Since q.e.d is in its infancy, Rechavi encourages users to continue providing feedback to help refine the platform and looks forward to adding new features, such as link uploads, grant review tools, and more. Eventually, Rechavi envisions q.e.d users will “share the review that you get with the world to show that you are transparent, open to criticism, and willing to improve.” En route to see this, on November 6, 2025, Rechavi announced a collaboration with q.e.d and openRxiv. Now, researchers can run their work through q.e.d before submitting their preprints on the site.
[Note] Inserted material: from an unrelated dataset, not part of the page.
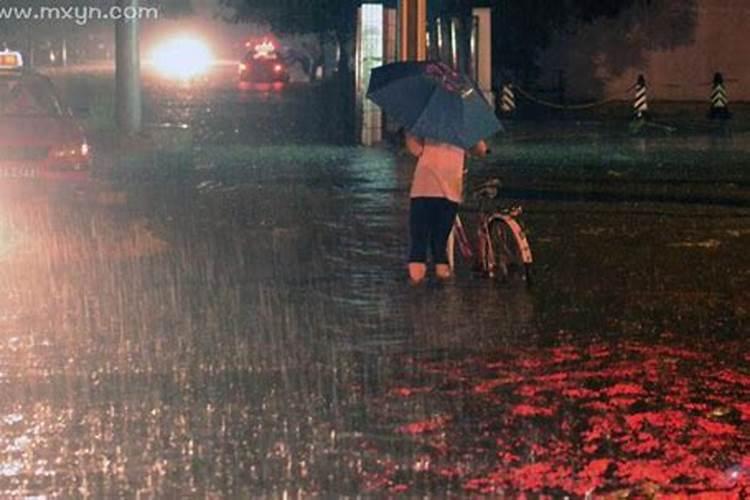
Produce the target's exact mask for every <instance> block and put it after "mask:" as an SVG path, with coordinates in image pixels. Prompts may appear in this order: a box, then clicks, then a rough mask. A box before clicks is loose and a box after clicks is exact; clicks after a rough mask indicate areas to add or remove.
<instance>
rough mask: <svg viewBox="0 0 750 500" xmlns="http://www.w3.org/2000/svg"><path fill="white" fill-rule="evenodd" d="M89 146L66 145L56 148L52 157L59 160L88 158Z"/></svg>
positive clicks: (86, 144) (57, 147) (55, 148)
Then, Rechavi plans to have the system track q.e.d report and show how researchers improved their work based on its feedback.
Not only do these researchers see the potential in q.e.d’s role as a tool for new and seasoned researchers to review their work, but Turek hopes it can also be expanded to serve a more general audience in fact checking claims that refer to scientific literature. “Each scientist should at least try it and see whether it is [a good tool] for him or her,” said Turek.